J.D. Byrider is marketing its first  2014 subprime auto loan securitization, according to a presale report published by Kroll Bond Ratings.

The $154.8 million CarNow Auto receivables Trust 2014-1 is the issuer's third securitization overall and the first to be rated by Kroll. It is  structured with $90.3 million of class A notes rated ‘AA’; $24.8 million of B notes rated ‘A’; $22.4 million of class C notes rated ‘BBB’; $7.9 million of D notes rated ‘BB’; and $9.3 million of class E notes rated ‘B’.

The class A notes benefit from credit enhancement at 53.25%m the B notes have credit enhancement at 39.99%, the c note have credit enhancement at 27.99%, the D notes have credit enhancement at 23.74% and the class E notes 18.74%.

J.D. Byrider focuses on lower quality subprime obligors with FICO scores typically ranging between 525 and 550. CNART 2014-1 is comprised of loans with a weighted average FICO of 550, similar to the last two deals the issuer brought to market. Approximately 22.11% of the loans in CNART 2014-1 have no FICO score.

The pool has a weighted average loan-to-value (LTV) ratio of 181%, an increase from the last deal, CNART 2013-1, which had a weighted average LTV of 177%. The loans in the current transaction also have a slightly longer original term of 50 months compared with 46 months in the previous deal. However the loans on average have a remaining term of 39 months, similar to the 2013-2 pool.

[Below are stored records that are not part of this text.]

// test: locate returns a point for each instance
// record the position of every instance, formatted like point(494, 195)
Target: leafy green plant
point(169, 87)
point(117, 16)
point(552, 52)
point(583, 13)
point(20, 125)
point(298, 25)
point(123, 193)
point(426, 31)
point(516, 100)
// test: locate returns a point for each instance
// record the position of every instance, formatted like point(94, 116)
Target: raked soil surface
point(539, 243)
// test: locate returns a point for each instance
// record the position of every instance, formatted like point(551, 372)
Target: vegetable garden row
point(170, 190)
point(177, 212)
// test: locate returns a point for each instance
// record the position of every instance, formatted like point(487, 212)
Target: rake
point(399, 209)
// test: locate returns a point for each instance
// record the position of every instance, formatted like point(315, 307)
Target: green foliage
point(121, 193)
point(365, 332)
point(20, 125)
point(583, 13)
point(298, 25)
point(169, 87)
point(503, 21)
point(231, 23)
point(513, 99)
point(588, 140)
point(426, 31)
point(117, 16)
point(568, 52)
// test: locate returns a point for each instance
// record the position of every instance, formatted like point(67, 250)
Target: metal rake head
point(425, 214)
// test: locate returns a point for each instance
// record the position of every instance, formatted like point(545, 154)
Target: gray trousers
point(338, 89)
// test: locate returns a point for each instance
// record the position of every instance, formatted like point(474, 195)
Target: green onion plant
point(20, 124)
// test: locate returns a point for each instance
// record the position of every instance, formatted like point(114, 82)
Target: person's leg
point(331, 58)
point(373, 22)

The pool again includes loans that have had down payments financed via “DIPs” or deferred installment payments.  Kroll explained in the presale report that this allows a portion of the down payment to be spread out over four payments after the sale, usually bi-weekly or semi-monthly. DIP payments are made prior to the first principal and interest payment date, over a period of no longer than 65 days. During the DIP period, accrued interest is capitalized. If the DIP payments are not satisfied, J.D. Byrider reverses the transaction and treats it as a return.

“This component of the deal stresses obligors’ financial commitments to the program, since DIP payments are higher than normal principal and interest payments", according to the presale report.

The issuer has encountered some regulatory scrutiny over its lending practices. In May 2012, J.D. Byrider received a Civil Investigative Demand from the Consumer Financial Protection Bureau that required the company to provide  certain documents and information and answer questions related to certain components of the company’s business. J.D. Byrider fully complied with the CFPB’s data request by the end of October 2012. On August 8, 2013, J.D. Byrider received a letter from the CFPB indicating the investigation had been completed with no enforcement action recommended.

The Department of Justice recently subpoenaed the two largest subprime issuers, Santander Consumer USA  and General Motors, regarding past originations and securitizations but J.D. Byrider has not been contacted by the DOJ.

J.D. Byrider has been in the subprime auto finance business for over 25 years.  In 2011, private equity firm Altamont Capital Partners led a recapitalization of the cmpany. It is currently 88% owned by Altamont and its affiliates and 12% owned by management and acquired franchisee owners.